None of this applied to Kolya. He had eaten as little as I had, though he had slept better the night before in the toolshed with the illiterates, as comfortable as if he lay on a feather bed in the Europa Hotel. While I slogged north with my head down, Kolya gazed around at the moonlit countryside like an artist on a stroll. We seemed to have all of Russia to ourselves. For hours we saw no sign of humanity aside from the abandoned farm fields.
Every few minutes he would reach inside his coat, making sure that his sweater remained tucked inside his belted pants and the box of eggs was secure.

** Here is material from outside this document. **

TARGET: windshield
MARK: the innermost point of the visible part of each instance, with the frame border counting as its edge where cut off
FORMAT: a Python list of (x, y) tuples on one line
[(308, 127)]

“Have I told you the story of t
he courtyard hound?”
“Your novel?”
“Yes, but where the title comes from.”
“Probably.”
“No, I don’t think I have. The hero, Radchenko, lives in an old building on Vasilevsky Island. A house really, built for one of Alexander’s generals, but now it’s falling apart, eight different families living there and none of them like one another. One night, the middle of winter, an old dog walks into the courtyard, lies down by the gate, and makes the place his home. A big old beast, his muzzle gone gray, one of his ears chewed off in some fight ages ago. Radchenko wakes up late the next morning, looks out his window, and sees the dog lying there with his head between his paws. He feels sorry for the poor fucker; it’s cold and there’s nothing to eat. So he finds a bit of dry sausage and opens his window, just as the church bells start ringing for noontime.”
“What year is this?”
“What? I don’t know. 1883. Radchenko whistles and the dog looks up at him. He tosses down the sausage, dog gobbles it down, Radchenko smiles, closes the window, and gets back in bed. Now remember, at this point he hasn’t left his apartment in five years. The next day, Radchenko’s still sleeping when the church bells ring at noon. When the bells go quiet, he hears a bark outside. And then another one. Finally, he crawls out of bed, opens the window, looks down to the courtyard, and sees the hound staring up at him, tongue dangling from his mouth, waiting to be fed. So Radchenko finds something to toss the old boy, and from then on, every time the church bells ring at noon the dog waits beneath the window for his lunch.”